Under the skin: Biotransformation of para-aminophenol and para-phenylenediamine in reconstructed human epidermis and human hepatocytes
Introduction
Knowledge of pharmacokinetics and metabolism following dermal exposure are key requirements for the risk assessment of substances that come into contact with human skin. Concerning the extent of the potential human systemic exposure, current EU guidelines for the safety evaluation of hair dyes and other cosmetic ingredients generally rely on the results of in vitro skin absorption studies (SCCNFP, 2003), whereas investigation of the nature of the potential human systemic exposure agents has received little attention.

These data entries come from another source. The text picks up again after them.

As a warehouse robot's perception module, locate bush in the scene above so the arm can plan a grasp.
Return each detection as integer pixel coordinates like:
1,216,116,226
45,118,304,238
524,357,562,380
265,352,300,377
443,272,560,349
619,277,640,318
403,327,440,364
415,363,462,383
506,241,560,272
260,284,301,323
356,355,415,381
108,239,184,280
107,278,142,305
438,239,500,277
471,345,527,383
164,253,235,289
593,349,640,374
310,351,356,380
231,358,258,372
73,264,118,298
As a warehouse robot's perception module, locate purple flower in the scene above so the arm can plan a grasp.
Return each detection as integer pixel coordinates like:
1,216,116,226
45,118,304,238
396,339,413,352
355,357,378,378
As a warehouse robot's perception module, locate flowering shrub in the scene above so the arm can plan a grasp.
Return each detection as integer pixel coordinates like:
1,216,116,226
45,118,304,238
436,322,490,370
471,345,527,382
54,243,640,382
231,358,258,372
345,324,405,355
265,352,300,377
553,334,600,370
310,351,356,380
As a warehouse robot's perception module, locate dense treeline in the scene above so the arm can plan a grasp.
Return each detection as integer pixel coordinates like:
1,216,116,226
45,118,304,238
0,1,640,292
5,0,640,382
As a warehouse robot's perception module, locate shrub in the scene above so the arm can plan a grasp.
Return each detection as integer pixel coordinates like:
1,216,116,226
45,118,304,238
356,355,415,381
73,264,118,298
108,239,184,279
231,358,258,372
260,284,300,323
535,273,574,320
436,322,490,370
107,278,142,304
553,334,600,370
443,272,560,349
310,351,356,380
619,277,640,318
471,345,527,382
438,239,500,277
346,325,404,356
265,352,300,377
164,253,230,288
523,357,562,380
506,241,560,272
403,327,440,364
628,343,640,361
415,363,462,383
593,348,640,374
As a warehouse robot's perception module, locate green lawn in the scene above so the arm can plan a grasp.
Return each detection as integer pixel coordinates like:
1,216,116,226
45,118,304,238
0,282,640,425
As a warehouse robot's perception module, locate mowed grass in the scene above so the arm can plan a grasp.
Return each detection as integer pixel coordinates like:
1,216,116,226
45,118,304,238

The chemical class of arylamines (AAs) include high volume chemicals that are widely used in the pharmaceutical, chemical, rubber, dye or photographic industries. Given that some AAs are also contained in oxidative hair dyes, they have considerable potential to produce skin exposure of the general population. AAs represent a large chemical class with a wide spectrum of toxicological properties. Although some low-molecular weight AAs, particularly those used in hair dyes, are non-toxic to moderately toxic and non-carcinogenic (Anonymous, 1993), their class includes some known human carcinogens, such as benzidine, 4-aminobiphenyl or 2-naphthylamine, which were recognised as early as the 19th century to produce bladder cancer in occupationally exposed workers of the German and other European dye or textile industries (Rehn, 1895, Case et al., 1954). Therefore, considerable attention has been focused over the last several decades on this class of chemicals by toxicologists and epidemiologists.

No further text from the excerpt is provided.